Chicxulub désigne un immense cratère enfoui sous la péninsule du Yucatán, au Mexique. Il s’est formé lorsqu’un astéroïde a frappé la Terre il y a environ 66 millions d’années. Cet événement est considéré comme la principale cause de l’extinction des dinosaures non aviens.

Image d'illustration Pixabay

La collision a vaporisé des roches et expulsé d’immenses quantités de débris. Une partie de cette matière s’est ensuite condensée en petites sphérules. Leur chute dans l’atmosphère a produit de la chaleur, un mécanisme déjà envisagé pour expliquer des incendies étendus qui ont eu lieu à ce moment.

Les nouvelles simulations ajoutent un élément important : une épaisse couche de poussière aurait retenu cette énergie. Elle aurait alors fonctionné comme un isolant autour de la planète. Selon les calculs, la chaleur reçue au sol aurait été 3.5 fois plus intense qu’avec les seules sphérules.

Cette hausse aurait suffi à enflammer spontanément de nombreuses forêts.

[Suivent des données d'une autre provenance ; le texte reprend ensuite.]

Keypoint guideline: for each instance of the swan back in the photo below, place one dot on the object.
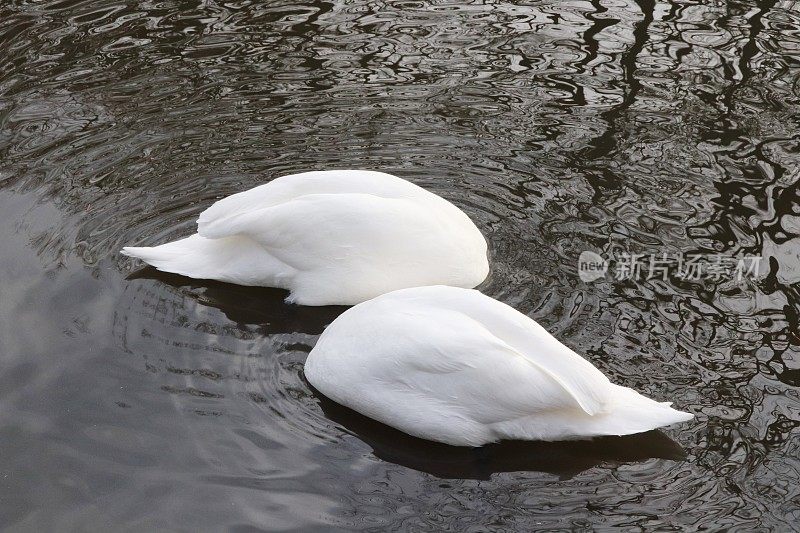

Les températures auraient aussi menacé directement les animaux exposés. Les espèces réfugiées sous terre ou dans des eaux peu profondes auraient bénéficié d’une meilleure protection.

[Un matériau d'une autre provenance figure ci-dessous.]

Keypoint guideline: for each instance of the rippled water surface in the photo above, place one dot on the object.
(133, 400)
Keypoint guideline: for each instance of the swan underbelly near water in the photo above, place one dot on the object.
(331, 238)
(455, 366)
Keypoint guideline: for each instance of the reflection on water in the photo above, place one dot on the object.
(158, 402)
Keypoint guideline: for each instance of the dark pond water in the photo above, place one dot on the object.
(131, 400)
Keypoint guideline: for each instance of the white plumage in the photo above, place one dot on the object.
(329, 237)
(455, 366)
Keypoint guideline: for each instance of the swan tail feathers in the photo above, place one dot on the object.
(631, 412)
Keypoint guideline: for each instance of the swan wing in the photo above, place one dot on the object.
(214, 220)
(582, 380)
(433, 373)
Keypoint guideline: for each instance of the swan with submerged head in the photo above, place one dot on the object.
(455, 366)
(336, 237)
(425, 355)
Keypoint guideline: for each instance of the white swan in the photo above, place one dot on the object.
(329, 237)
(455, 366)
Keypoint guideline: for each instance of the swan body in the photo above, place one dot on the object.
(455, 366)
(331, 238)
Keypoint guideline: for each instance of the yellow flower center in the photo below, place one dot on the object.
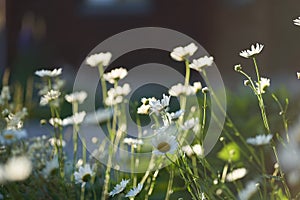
(163, 147)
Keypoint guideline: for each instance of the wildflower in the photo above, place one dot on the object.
(99, 116)
(77, 118)
(115, 75)
(133, 142)
(11, 136)
(260, 140)
(236, 174)
(134, 191)
(262, 85)
(119, 187)
(200, 63)
(50, 96)
(253, 51)
(17, 168)
(297, 21)
(179, 89)
(182, 53)
(76, 97)
(248, 191)
(49, 73)
(197, 86)
(99, 59)
(83, 174)
(164, 143)
(50, 167)
(116, 95)
(197, 150)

Ce scénario place une partie majeure de la catastrophe dans les premières heures suivant l’impact. Il complète les effets des séismes, des tsunamis et des projections de matière.

La poussière aurait ensuite produit l’effet inverse. En bloquant la lumière solaire pendant plusieurs années, elle aurait refroidi la planète et perturbé durablement la photosynthèse. Un même nuage aurait donc participé à deux phases successives : un bref chauffage extrême, puis un hiver d’impact prolongé. Les écosystèmes auraient subi ces chocs sans période de récupération.

Cette étude renforce l’idée d’une mortalité terrestre très rapide après Chicxulub. Elle ne ferme toutefois pas le débat sur l’étendue mondiale des incendies et leur rôle exact dans l’extinction.